Ten years ago, we summarized nearly 40 years of research and clinical work involving the over-representation of physicians with opioid use disorder, primarily from diversion or prescription misuse (Merlo & Gold, 2006). Some of my initial outcome studies, using clonidine and switching detoxified patients to naltrexone, showed excellent opioid treatment success for physicians. Over the years we looked at psychiatric diagnoses and other risk factors common among physicians, especially in specialties with easy access to these opioids, such as surgeons and anesthesiologists. Physicians, like other professionals in safety sensitive careers, are considered by Boards of Medicine and citizens as a drug-free occupation. While not closely monitored via random drug testing, they are tested for cause, e.g., accidents, incidents and suspicious behavior.
When suspected, or identified, as having a substance use disorder, physicians are evaluated and treated in collaboration with the Board of Medicine and State Physician Health Programs, which offer intervention and treatment support and an unprecedented five years of monitoring and accountability. The outcomes were excellent. As a result, the 5-year outcome data in Florida and other states with similar programs was documented and easily attained. For physicians with opioid addiction, these data reveal that over 80% fully recover (evidenced by spouse and other interviews and by drug testing), and most returned to work. Yet for some opioid dependent doctors, particularly among those in high risk specialties, relapse is more common and the first sign of relapse was often overdose.
Extended Release Naltrexone
The use of adding extended release naltrexone to an already successful program to treat MDs is especially encouraging for two reasons. First, Naltrexone is a full opioid antagonist which blocks opioid induced euphoria. Second, while Boards of Medicine have been reluctant to recommend methadone as a maintenance opioid, Naltrexone was thus considered a viable alternative and recommended for anesthesiologists who returned to their workplace—the operating room.

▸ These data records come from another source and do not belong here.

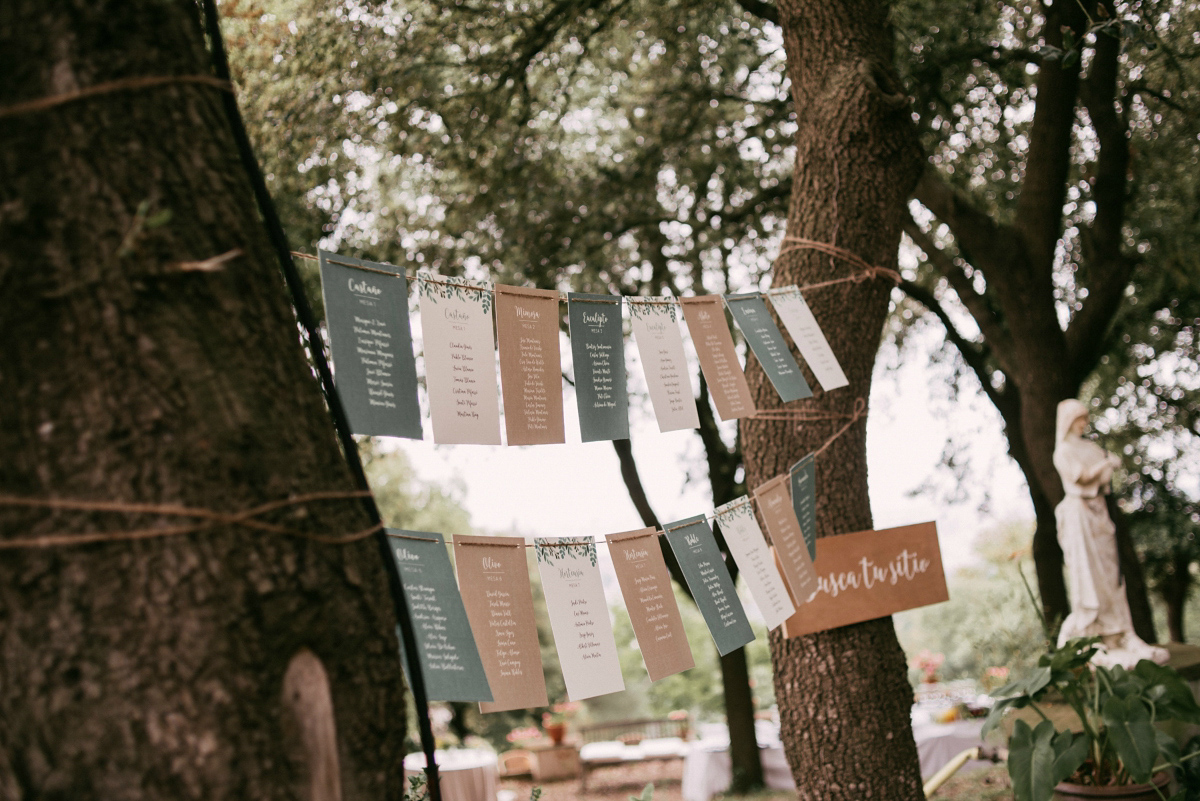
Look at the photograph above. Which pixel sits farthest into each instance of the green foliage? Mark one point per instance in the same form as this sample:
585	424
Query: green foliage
1116	710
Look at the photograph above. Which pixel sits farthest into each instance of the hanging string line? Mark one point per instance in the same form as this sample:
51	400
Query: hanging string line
123	84
207	518
865	272
210	518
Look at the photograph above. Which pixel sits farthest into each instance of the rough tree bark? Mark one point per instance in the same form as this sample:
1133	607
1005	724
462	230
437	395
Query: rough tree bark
159	668
844	697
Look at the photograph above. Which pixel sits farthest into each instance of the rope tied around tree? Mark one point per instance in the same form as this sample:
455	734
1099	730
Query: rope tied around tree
205	518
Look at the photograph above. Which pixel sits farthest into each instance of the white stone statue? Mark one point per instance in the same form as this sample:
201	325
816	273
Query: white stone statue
1098	602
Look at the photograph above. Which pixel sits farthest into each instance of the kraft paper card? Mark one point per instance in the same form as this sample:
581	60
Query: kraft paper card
660	345
493	578
718	357
598	350
804	500
745	542
579	616
871	574
646	585
767	343
802	325
531	371
369	331
774	500
460	361
703	570
445	645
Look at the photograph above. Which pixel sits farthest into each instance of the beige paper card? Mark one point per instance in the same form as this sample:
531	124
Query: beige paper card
531	371
493	579
774	500
871	574
646	584
718	359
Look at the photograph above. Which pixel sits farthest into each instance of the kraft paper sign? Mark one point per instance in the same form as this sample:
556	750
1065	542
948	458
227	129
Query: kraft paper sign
745	542
871	574
493	578
767	343
703	570
460	361
531	372
660	345
646	585
718	357
799	321
369	331
804	500
774	500
598	349
579	616
445	645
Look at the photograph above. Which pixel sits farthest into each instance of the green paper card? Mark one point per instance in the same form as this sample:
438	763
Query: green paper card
700	559
804	500
767	343
369	331
445	645
598	350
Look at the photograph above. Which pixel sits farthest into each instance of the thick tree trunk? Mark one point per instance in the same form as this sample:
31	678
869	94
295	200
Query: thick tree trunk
843	694
156	668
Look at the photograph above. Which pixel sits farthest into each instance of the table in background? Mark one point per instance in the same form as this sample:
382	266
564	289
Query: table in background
465	775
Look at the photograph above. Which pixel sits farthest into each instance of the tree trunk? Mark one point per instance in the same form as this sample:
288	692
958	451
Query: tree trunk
154	668
843	694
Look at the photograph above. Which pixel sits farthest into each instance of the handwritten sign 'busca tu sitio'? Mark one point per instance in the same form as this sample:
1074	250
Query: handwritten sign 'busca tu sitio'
870	574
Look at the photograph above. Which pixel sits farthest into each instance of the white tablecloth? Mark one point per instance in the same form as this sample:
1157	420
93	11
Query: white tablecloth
465	775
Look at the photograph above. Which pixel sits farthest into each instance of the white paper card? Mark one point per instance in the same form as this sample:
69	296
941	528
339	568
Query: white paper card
460	361
803	327
579	616
757	566
660	345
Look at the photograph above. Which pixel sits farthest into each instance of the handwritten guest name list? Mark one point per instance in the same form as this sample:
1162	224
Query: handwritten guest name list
369	330
493	578
745	542
651	602
445	645
660	345
531	373
708	578
801	323
599	356
579	616
775	504
460	361
718	357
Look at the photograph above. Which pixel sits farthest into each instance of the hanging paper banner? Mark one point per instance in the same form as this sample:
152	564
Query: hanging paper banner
367	318
598	350
646	585
531	369
660	345
775	504
493	578
804	500
802	325
579	616
708	579
460	361
745	542
718	357
445	645
767	343
871	574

Moreover, recent research demonstrated an association of Naltrexone injections with long-term recovery among nurses (Earley, et al, 2017). Specifically, investigators reported that the use of Naltrexone had improved retention and outcomes among 38 opioid addicted nurses and nursing assistants, whom received at least 1 Extended-Release Naltrexone (XR-NTX) injection, while more than half (n = 21; 55.3%) received 12 or more injections. None of the study participants relapsed to pre-treatment morbidity, overdosed, or died during the 24-month study. As expected, opioid craving scores fell 45.2%. In a smaller study of addicted anesthesiologist and anesthesiology residents, (Merlo, et al, 2010) with histories of multiple relapse on opioids, the addition of extended release Naltrexone decreased the risk of relapse by nine-fold, while improving the return to professional work by 11-fold.
Why Does This Matter?
The short-term efficacy of XR-NTX is well-documented; the drug is well tolerated and not associated with any new safety concerns. Longer, five-year or oncology-like outcome studies are needed. Random assignment, direct comparison to other treatments is necessary. Compared with similarly designed, short-term studies of non-medical personnel, the rate of retention in treatment was higher, the percent of participants who tested positive on urine drug screens was lower, the prevalence of opioid craving and participants reporting mental health issues were also significantly less among those on the XR-NTX protocol. Moreover, patient quality of life scores, and re-employment rates were equal to, or better among those on the XR-NTX protocol compared to controls.
The Bottom Line
The relapse rate for all substance use disorders is unacceptably high. There are numerous clinical and non-clinical reasons for this, many of which are beyond the control of clinicians. Thus, any advantage we can provide may be the difference between life and death. Treatment with a MAT is not an either or, but should be in addition to. Injectable XR-NXT offers advantages for some patients over shorter duration MATs.